2. Le groupe vire à la caricature et abuse du sursignifiant. L'ambiguité des débuts est devenue une marque de fabrique banalisée, un déguisement de pacotille, soit. On ne peut pas reprocher au groupe d'avoir séduit la légion EMO mais tout de même un peu à son leader d'avoir fabriqué de toutes pièces (il l'avoue dans certaines interviews) son personnage en en faisant une sorte de matamore dépressif, sexuellement ambigu, aux yeux soulignés de khôl et de larmes artificielles. Lorsque Molko chante qu'il doit changer de "skin", c'est en faire un peu trop. De nombreuses chansons ne sont que des clins d'oeil aux médicaments, au mal-être et au nouveau concept de l'album : on est positifs maintenant. A force, c'est fatiguant comme les cheveux de Molko qui repoussent en catogan.

 

 

 

 

 

3. Le groupe a perdu son mojoIl suffit de jouer consécutivement les deux vidéos ci-dessus pour se rendre compte de ce qui a changé dans le son de Placebo. D'un côté, un punk rock pétillant, fringant et agressif, de l'autre un single pataud, sans mélodie, une production riche mais standardisée (Battle for the Sun est à cet égard, un vrai bijou de production et d'expérimentation qui réussit à camoufler le manque d'inspiration du groupe) et un contenu qui se cherche. On peut supposer que les graves différends artistiques qui ont conduit au remplacement du batteur reposaient là-dessus, même si Stephen Hewitt n'était sûrement pas le garant de la qualité indie du trio. En embauchant un jeune californien tatoué et BLOND (gothique et blondeur ne font jamais bon ménage), en faisant produire le disque par David Bottrill, le nouveau architecte en chef des nu-métalleux, Molko donne des indices : l'ère rock s'achève et on s'achemine tranquillement vers la recherche d'un son volontairement travaillé.

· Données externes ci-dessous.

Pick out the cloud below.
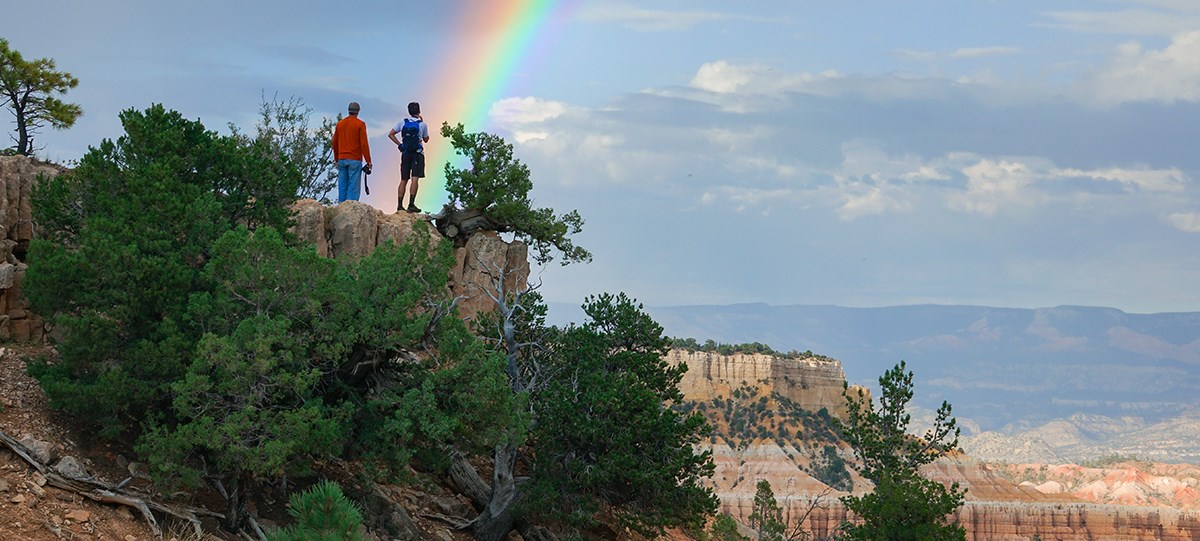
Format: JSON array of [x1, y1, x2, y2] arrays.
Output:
[[691, 60, 842, 94], [580, 4, 779, 31], [1042, 8, 1200, 36], [949, 158, 1037, 216], [894, 46, 1021, 62], [1049, 168, 1188, 193], [950, 47, 1021, 59], [1164, 212, 1200, 233], [487, 96, 568, 143], [1081, 30, 1200, 106]]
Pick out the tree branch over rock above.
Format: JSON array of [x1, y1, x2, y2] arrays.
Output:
[[433, 122, 592, 265]]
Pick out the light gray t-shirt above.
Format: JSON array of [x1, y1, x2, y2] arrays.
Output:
[[392, 116, 430, 152]]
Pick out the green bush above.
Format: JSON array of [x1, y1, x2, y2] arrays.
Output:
[[266, 481, 366, 541]]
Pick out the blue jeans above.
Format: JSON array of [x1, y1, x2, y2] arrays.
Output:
[[337, 160, 362, 203]]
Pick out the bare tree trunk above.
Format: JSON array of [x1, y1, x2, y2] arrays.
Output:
[[13, 102, 34, 156], [221, 477, 246, 531], [450, 444, 520, 541]]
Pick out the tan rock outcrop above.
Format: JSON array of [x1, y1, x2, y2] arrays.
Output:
[[667, 349, 858, 416], [293, 199, 529, 317], [0, 156, 66, 342], [686, 349, 1200, 541]]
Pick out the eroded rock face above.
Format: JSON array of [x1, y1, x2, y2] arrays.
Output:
[[0, 156, 59, 343], [686, 349, 1200, 541], [667, 349, 857, 416], [293, 199, 529, 317]]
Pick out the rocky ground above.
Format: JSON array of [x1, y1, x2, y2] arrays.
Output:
[[0, 345, 501, 541], [0, 348, 174, 541]]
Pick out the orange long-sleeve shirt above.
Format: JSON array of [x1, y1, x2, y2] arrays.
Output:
[[334, 115, 371, 163]]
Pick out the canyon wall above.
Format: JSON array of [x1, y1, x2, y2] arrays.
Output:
[[667, 349, 862, 416], [681, 349, 1200, 541]]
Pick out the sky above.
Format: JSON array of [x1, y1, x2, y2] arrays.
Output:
[[7, 0, 1200, 313]]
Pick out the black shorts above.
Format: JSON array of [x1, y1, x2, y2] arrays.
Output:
[[400, 152, 425, 180]]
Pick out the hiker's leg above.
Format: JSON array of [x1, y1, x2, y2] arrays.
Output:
[[346, 160, 362, 202], [337, 160, 350, 203]]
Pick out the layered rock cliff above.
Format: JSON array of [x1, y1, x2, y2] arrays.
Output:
[[686, 350, 1200, 541], [667, 349, 858, 416], [0, 156, 65, 343], [0, 156, 520, 342]]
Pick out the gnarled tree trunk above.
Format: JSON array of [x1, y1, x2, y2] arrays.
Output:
[[450, 443, 520, 541], [430, 203, 506, 244]]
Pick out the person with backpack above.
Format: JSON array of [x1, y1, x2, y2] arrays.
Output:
[[332, 102, 371, 203], [388, 102, 430, 212]]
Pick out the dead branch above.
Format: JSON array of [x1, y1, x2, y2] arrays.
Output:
[[0, 431, 224, 539]]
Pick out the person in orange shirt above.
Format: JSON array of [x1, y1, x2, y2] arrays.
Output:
[[334, 102, 371, 203]]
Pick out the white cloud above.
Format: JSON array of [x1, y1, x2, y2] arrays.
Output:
[[949, 160, 1037, 216], [838, 182, 912, 221], [700, 186, 799, 215], [691, 60, 758, 94], [487, 96, 568, 127], [691, 60, 842, 95], [950, 47, 1021, 59], [581, 4, 779, 31], [1082, 30, 1200, 104], [1050, 168, 1188, 193], [1044, 8, 1200, 36], [894, 46, 1021, 62], [1164, 212, 1200, 233]]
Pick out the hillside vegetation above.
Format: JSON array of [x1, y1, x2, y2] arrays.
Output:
[[18, 106, 716, 540]]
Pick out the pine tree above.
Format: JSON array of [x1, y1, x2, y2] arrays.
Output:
[[840, 361, 966, 541]]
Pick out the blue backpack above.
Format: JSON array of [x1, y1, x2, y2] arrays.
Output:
[[400, 118, 421, 152]]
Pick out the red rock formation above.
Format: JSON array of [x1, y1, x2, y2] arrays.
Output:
[[681, 350, 1200, 541], [0, 156, 65, 342]]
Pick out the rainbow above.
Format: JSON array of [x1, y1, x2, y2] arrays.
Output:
[[384, 0, 578, 211]]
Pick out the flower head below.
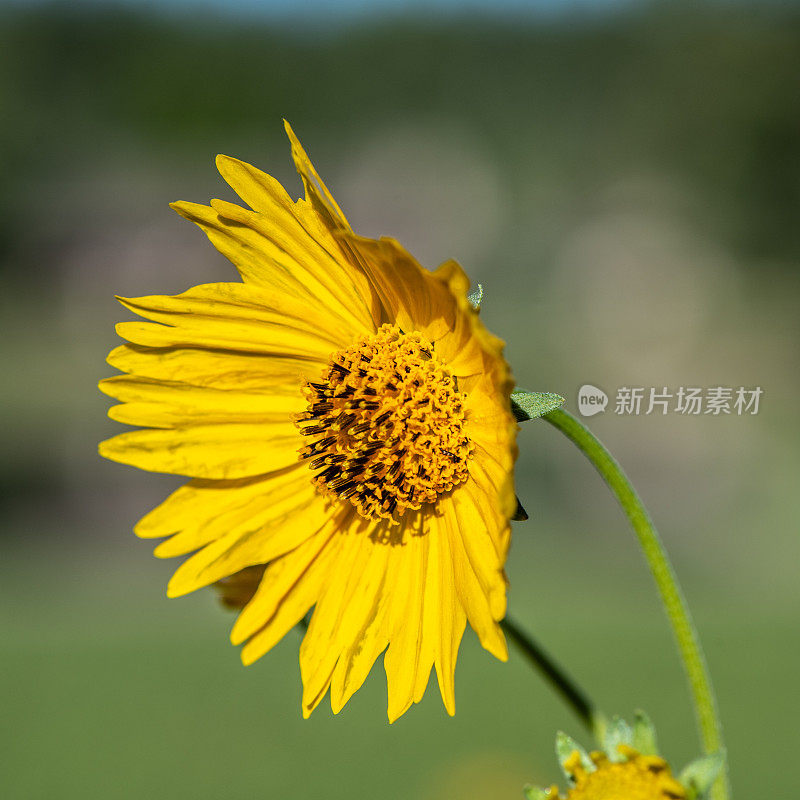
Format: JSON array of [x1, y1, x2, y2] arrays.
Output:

Comme chez The Cure, les guitares tombent et glissent moins pour être remplacées par des lignes de clavier cache-misère ou des cliquetis électroniques posés là pour faire bien. Sur Battle for the Sun, les riffs de guitare vraiment enthousiasmants se comptent sur les doigts d'une main. Le groupe semble jouer (encore bien) en mode pilotage automatique et obliger de gorger le disque de fillers plus ou moins achevés ("Julien").

 

 

 

 

 

4. La qualité des textes a fléchi C'est un euphémisme. Les paroles du jeune Molko avaient une légéreté et une capacité à suggérer le charme et l'angoisse de la jeunesse, que les textes du Molko adulte n'arrivent pas à égaler. Sur , Molko a bossé ses rimes mais cela donne des séquences un peu forcées où on imagine le jeune homme en jupe en train de peiner sur son carnet à spirales. Exemple : "You don't know how you're coming across / Acting like you don't give a toss / Walking around like you're on some kind of cross / And it's a shame on you the irony's lost." Pas mauvais en soi mais juste laborieux et surécrit. Ailleurs, Molko ne peut pas résister à la facilité d'un enfilage de clichés forcément décevant. Sur Breathe Underwater, il reprend l'imagerie traditionnelle du gars qui étouffe. Sur Devils in the details, cela devient carrément le petit manuel du poète rimbaldien pour les nuls. On est loin des belles inspirations des débuts, lorsque Molko chantait par exemple sur Lady of The Flowers : "She stole the keys to my house/ And then she locked herself out". Quelle différence ? Pas grand chose sûrement mais une belle idée vous change parfois le plomb en or.